3.De bewijsbeslissing

3.1.
Opgave van bewijsmiddelen
De rechtbank zal voor feit 3 met een opgave van bewijsmiddelen, als genoemd in artikel 359, derde lid, van het Wetboek van Strafvordering volstaan. De verdachte heeft dit feit namelijk bekend en daarna niet anders verklaard. Daarnaast heeft de raadsman geen vrijspraak bepleit voor feit 3.
De officier van justitie heeft met betrekking tot dit feit eveneens gerekwireerd tot bewezenverklaring.
Wanneer hierna wordt verwezen naar een proces-verbaal, wordt - tenzij anders vermeld - bedoeld een ambtsedig proces-verbaal, opgemaakt in de wettelijke vorm door (een) daartoe bevoegde opsporingsambtena(a)r(en). Wanneer hierna wordt verwezen naar dossierpagina’s, betreft dit de pagina’s van het proces-verbaal met het nummer PL1500-2023225632, van de politie eenheid Den Haag, met bijlagen (doorgenummerd pagina 1 t/m 204).

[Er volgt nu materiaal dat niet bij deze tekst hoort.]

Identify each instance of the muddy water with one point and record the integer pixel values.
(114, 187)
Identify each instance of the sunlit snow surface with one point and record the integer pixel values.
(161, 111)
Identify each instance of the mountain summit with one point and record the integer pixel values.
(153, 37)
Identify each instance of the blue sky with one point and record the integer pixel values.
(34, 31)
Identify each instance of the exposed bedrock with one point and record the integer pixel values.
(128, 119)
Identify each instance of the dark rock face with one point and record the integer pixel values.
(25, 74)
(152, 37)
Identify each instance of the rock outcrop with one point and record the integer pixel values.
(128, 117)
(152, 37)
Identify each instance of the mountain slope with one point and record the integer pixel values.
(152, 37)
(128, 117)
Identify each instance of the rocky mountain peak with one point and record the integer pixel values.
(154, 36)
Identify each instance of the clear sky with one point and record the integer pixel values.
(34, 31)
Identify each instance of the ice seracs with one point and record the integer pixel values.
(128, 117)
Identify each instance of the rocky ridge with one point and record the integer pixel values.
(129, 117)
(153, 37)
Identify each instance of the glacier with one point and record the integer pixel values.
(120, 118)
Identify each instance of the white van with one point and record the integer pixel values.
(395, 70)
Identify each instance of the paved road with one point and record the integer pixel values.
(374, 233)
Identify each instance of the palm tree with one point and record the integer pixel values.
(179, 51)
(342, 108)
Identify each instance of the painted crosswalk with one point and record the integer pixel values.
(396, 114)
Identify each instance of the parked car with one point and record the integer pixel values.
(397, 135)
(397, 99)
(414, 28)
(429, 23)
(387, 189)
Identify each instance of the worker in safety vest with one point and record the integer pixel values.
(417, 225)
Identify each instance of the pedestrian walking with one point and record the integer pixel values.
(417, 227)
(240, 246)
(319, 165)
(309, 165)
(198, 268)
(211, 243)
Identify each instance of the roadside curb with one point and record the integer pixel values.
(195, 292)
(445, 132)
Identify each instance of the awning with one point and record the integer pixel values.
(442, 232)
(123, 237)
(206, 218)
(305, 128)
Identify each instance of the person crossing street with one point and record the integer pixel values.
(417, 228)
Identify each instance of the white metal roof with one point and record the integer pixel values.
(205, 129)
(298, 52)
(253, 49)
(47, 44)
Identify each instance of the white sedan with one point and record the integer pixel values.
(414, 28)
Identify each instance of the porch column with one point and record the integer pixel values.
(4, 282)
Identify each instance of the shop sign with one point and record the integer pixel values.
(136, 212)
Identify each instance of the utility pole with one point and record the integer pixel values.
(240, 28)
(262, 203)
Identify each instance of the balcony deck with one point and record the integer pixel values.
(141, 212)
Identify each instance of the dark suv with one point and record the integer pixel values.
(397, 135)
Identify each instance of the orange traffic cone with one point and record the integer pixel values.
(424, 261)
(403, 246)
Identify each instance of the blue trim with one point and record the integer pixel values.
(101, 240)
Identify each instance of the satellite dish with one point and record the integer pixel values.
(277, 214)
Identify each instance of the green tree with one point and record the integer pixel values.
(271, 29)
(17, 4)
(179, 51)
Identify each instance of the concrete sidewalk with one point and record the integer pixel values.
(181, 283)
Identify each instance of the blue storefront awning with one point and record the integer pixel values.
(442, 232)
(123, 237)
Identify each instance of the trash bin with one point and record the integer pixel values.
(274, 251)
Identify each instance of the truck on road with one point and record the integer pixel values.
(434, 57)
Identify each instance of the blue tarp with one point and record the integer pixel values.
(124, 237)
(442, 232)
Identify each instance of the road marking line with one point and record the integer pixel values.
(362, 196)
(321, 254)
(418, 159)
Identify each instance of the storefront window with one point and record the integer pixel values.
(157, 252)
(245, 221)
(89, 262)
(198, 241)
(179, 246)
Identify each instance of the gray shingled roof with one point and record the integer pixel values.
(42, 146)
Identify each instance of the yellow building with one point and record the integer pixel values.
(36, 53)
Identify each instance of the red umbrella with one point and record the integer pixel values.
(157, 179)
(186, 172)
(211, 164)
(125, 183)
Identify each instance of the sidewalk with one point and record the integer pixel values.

De rechtbank gebruikt de volgende bewijsmiddelen:
1. De bekennende verklaring van de verdachte, afgelegd op de terechtzitting van 22 november 2024;
2. Het proces-verbaal van aangifte van [naam 1] , opgemaakt op 4 augustus 2024 (p. 84-96).
3.2.
Het standpunt van de officier van justitie
De officier van justitie heeft gerekwireerd tot bewezenverklaring van het onder 1, 2 en 4 tenlastegelegde. Op specifieke standpunten wordt hierna, voor zover relevant, nader ingegaan.
3.3.
Het standpunt van de verdediging
De raadsman heeft namens de verdachte vrijspraak van het onder 1, 2 en 4 tenlastegelegde bepleit. Op specifieke punten wordt hierna, voor zover relevant nader ingegaan.
3.4.
Vrijspraak feit 2
Voorhanden hebben van een vuurwapen en munitie
Voor een veroordeling ter zake van het voorhanden hebben van een wapen of munitie in de zin van artikel 26 van de Wet wapens en munitie is naast de aanwezigheid van het wapen of de munitie (al dan niet in de onmiddellijke nabijheid van de verdachte) vereist een meer of mindere mate van bewustheid bij de verdachte omtrent de aanwezigheid daarvan. Het gaat er daarbij om dat de verdachte zich bewust was van de (waarschijnlijke) aanwezigheid van het wapen of de munitie, zonder dat die bewustheid zich hoeft uit te strekken tot de specifieke eigenschappen en kenmerken van het wapen of de munitie of tot de exacte locatie daarvan. Daarnaast is vereist dat de verdachte een zekere beschikkingsmacht had over het wapen of de munitie.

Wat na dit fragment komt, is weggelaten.